En deuxième lieu parce que Jésus agit dans le secret de nos cœurs, de nos intimités. Ce qui interpelle nos aspirations les plus profondes de nous laisser pénétrer par son amour, notre liberté d’accepter ou de refuser de nous ouvrir à lui, tout comme notre vigilance à discerner sa venue, sa présence discrète dans les moments privilégiés de nos existences.

En troisième lieu parce que c’est la foi qui sauve. Une foi qui est tout autre chose qu’une adhésion à une doctrine ou une réflexion théologique, mais l’expérience d’une rencontre avec une personne sur qui nous pouvons nous appuyer et compter, qui vient nous nourrir, en qui nous pouvons nous abandonner. Une foi qui nous pousse à faire la vérité en nous, à délaisser nos préjugés. Une foi qui nous donne le courage de témoigner face aux autres, aux incrédules. Même au risque de nous compromettre, de nous mettre en question, de sortir de nos zones de confort ou de sécurité.


[1] La cohérence interne des deux miracles est assurée par le fait que tous deux concernent des femmes, la répétition du chiffre douze (la jeune fille a douze ans, la femme est malade depuis douze ans), mais aussi le secret qui entoure ces deux figures féminines.

[2] Le lac de Tibériade faisait la limite entre des territoires juifs et païens. Jésus était en territoire païen et repasse sur la rive juive. Son discours s’adresse donc à un public juif.

[3] Car il y en avait tant guéri que tous ceux qui étaient frappés de quelque mal se jetaient sur lui pour le toucher (Mc 3,10).

[4] Un chef de synagogue, terme qui désigne un responsable du culte, mais aussi un membre notoire de la communauté.

[5] Jésus a été récemment diabolisé par les scribes : Et les scribes qui étaient descendus de Jérusalem disaient : «Il a Béelzéboul en tête» et : «C’est par le chef des démons qu’il chasse les démons» (Mc 3,22).  

[6] Sa petite fille est malade et sur le point de mourir.

[7] La Loi juive sur les écoulements de sang, notamment menstruels (Lv 15,19-27), la déclare impure. Il lui est par conséquent interdit d’approcher d’autres personnes.

[8] Le vêtement, dans la tradition sémite, représente la personne qui le porte.
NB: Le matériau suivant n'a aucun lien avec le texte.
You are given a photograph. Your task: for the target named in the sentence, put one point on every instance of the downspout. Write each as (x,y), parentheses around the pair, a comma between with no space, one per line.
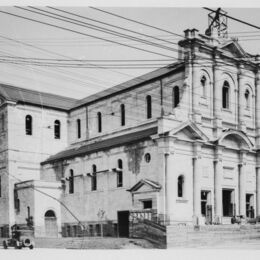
(161,95)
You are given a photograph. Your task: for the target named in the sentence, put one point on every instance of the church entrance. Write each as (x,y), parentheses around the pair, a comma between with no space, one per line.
(228,202)
(51,227)
(123,223)
(250,206)
(206,207)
Toucher le vêtement de Jésus signifie alors toucher sa personne. De plus, les guérisons s’opéraient le plus souvent par contact physique avec le thaumaturge.
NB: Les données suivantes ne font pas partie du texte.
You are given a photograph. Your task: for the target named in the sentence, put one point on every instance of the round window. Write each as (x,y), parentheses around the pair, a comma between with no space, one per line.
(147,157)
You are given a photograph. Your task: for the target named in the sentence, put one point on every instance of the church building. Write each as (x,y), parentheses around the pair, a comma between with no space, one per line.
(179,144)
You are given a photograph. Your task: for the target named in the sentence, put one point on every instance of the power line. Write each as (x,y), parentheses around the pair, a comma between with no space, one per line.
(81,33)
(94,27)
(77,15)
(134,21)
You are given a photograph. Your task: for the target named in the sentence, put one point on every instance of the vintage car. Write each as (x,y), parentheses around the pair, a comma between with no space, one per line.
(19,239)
[9] Ces trois disciples sont les principaux témoins des événements marquants de la vie de Jésus. Ce sont les premiers appelés, les témoins des premiers miracles à Capharnaüm et en Galilée, mais surtout les seuls présents à sa transfiguration et à son agonie.

[10] L’araméen Talitha qoum signifie «Relève-toi» ou «Lève-toi», relevant du vocabulaire de la résurrection.